Black and white abstract

Here at Eventbrite, we love building sites that are fast, delightful, and reliable. Caching HTML responses using edge caches, such as Varnish, ensures a lighter load on your servers and a performant experience for the end user. However, doing so can often cause A/B testing frameworks to fail in a sneaky fashion.

Read on to learn some key things to know if you find yourself running an A/B test on a page served via Varnish.

First, a Quick overview

What is A/B testing? The Wikipedia page covers the topic well, but here’s a quick TL;DR: A/B testing allows us to expose our users to two slightly different experiences: a control and a variant, where the variant only differs in a singular controlled manner. Then track each variant by pre-determined performance metrics, such as conversion rate to purchase, to decide if the variant provides a real lift over the control.

A/B testing is one of the most useful tools a developer and product managers can use to determine what engages with their audience the best. Often these tests need to live on pages that must be reliable and must be performant. That’s where Varnish comes in.

Varnish is an open sourced caching HTTP reverse proxy.
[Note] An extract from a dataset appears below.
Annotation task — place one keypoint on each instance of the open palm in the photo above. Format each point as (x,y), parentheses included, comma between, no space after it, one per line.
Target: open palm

Essentially, a super fast cache, which sits in front of any server that understands HTTP. It receives requests from the client and attempts to serve an HTTP response from the cache. If it cannot, it then forwards the request to the backend server, stores the server’s response and pass it along to the client.

Varnish sounds great! Why is it troublesome with A/B Testing?

Varnish caches an entire HTML response, so some requests from the client never hit any server-side application code. If the A/B testing framework assigns variants on the server or relies on any server-side logic, then a person enrolled in variant A may be served a cached response of variant B (and vice versa). This is bad. The experiment data becomes corrupt, and any potential insights are useless. If the A/B test is entirely separate from any backend logic code, there may not be any problem at all!

What is the Solution?

Utilizing Edge-Side Includes (ESI) with our Varnish layer!

ESI is a small markup language that allows for the dynamic web content assembly. It provides an edge server (like our Varnish cache) the ability to mix and match content (or fragments) from multiple cached URLs into a single response.

Let’s look at a simple example with a global header we want included via ESI on multiple pages:

//my_global_header.html
<nav>Awesome</nav>
//HTML file with ESI Include
<html>
    <body>
        <esi:include src=”/my_global_header.html” />
         <div>Lots of other content</div>
    </body>
</html>

What is happening here?

The Varnish server understands how to parse the <esi:include and will see if it has the path dictated in src value cached.

On a hit (the asked for item is in the cache): It inserts that cached fragment into the response our system returns to the client. The server did not have to do any additional work to create our global header again; rather, Varnish simply inserted the cached global header directly into the response.

On a miss (the asked for item is not in the cache): The cache checks back with the server and asks for content represented by the provided path. It then inserts that response into the cache using the src value as the key. Varnish then inserts the fragment into the response, and pass it along to the client.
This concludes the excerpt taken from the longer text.